STOP: 0x4D (0x2A8FB,0x2A8FB,0,0) when allocating large amounts of memory using MmAllocatePagesForMdl

James_Harper · February 28, 2011, 6:54am

A user has reported that they are seeing bug check 0x4D when stress
testing my xen drivers when ‘ballooning down’ (returning physical memory
to xen for use in other VMs). The allocation of memory to give back to
xen is done using MmAllocatePagesForMdl(Ex).

Given the large values for P1 and P2 in the bug check, representing
~714MB of dirty pages waiting to be written to the page file, my theory
is that my driver has allocated so much memory so quickly that Windows
doesn’t have time to write out the pages to disk and can’t satisfy a
subsequent allocation request. Does that sound plausible?

A dirty solution is probably just to introduce a delay into the ‘balloon
down’ loop, but it would be better I think to check with Windows if
there is enough free memory before we take it all. What API is best to
give me that figure? I’m allocating memory 1MB at a time so any
individual allocation shouldn’t exhaust things if I check for headroom
first, it’s just when I do it 700 times in rapid succession that it
causes a problem.

Thanks

James

Alex_Grig · February 28, 2011, 10:30am

Are you making the call on PASSIVE_LEVEL?

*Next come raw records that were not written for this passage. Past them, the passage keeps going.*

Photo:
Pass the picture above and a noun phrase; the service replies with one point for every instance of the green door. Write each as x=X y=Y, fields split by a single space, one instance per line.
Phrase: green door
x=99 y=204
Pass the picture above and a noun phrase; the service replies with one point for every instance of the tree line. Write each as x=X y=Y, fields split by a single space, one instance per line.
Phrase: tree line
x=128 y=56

James_Harper · February 28, 2011, 5:15pm

>

Are you making the call on PASSIVE_LEVEL?

Yes. My call to MmAllocatePagesForMdlEx is done at PASSIVE_LEVEL.

James

Alex_Grig · February 28, 2011, 6:05pm

From what context the function is called? Is it a system workitem or your own workitem?

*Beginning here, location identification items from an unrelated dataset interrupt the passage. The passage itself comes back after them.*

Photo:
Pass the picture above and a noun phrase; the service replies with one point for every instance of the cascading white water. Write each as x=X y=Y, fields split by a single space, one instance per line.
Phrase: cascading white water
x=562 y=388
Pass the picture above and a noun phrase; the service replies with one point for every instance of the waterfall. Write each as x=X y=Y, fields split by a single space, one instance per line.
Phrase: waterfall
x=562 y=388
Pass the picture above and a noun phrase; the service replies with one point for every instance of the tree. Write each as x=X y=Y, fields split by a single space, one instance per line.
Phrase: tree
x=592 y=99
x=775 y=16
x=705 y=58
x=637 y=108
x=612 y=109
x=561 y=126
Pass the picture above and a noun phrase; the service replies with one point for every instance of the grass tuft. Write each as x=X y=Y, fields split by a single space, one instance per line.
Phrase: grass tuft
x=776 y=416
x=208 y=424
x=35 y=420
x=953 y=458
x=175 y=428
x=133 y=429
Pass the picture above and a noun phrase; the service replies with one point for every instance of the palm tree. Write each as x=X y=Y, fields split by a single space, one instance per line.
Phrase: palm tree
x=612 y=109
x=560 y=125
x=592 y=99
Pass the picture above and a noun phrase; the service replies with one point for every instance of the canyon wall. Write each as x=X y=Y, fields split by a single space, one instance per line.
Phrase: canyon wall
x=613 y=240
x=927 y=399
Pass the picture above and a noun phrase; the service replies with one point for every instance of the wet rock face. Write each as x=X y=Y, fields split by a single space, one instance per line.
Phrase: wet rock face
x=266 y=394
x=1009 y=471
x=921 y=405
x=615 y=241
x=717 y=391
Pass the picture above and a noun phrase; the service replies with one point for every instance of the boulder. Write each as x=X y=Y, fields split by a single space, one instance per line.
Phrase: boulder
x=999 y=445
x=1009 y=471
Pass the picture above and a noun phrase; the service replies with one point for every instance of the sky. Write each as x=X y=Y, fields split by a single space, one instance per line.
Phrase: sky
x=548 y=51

James_Harper · February 28, 2011, 6:12pm

>

From what context the function is called? Is it a system workitem or
your own
workitem?

It’s running in a thread created in my driver. It waits on notification
from Xen that the allocated memory has changed then allocates memory and
gives the physical pages xen, or asks xen to put pages back into
physical memory and frees the memory back to windows, depending on if we
are decreasing or increasing our memory size. It does this in a loop,
1MB at a time.

James

Alex_Grig · February 28, 2011, 6:15pm

What flags do you pass to the call?

James_Harper · February 28, 2011, 6:34pm

>

What flags do you pass to the call?

None. Flags = 0. During initial allocation (at the start of DriverEntry)
I have tested using MM_DONT_ZERO_ALLOCATION to try and resolve a
performance problem but it doesn’t make any difference anyway.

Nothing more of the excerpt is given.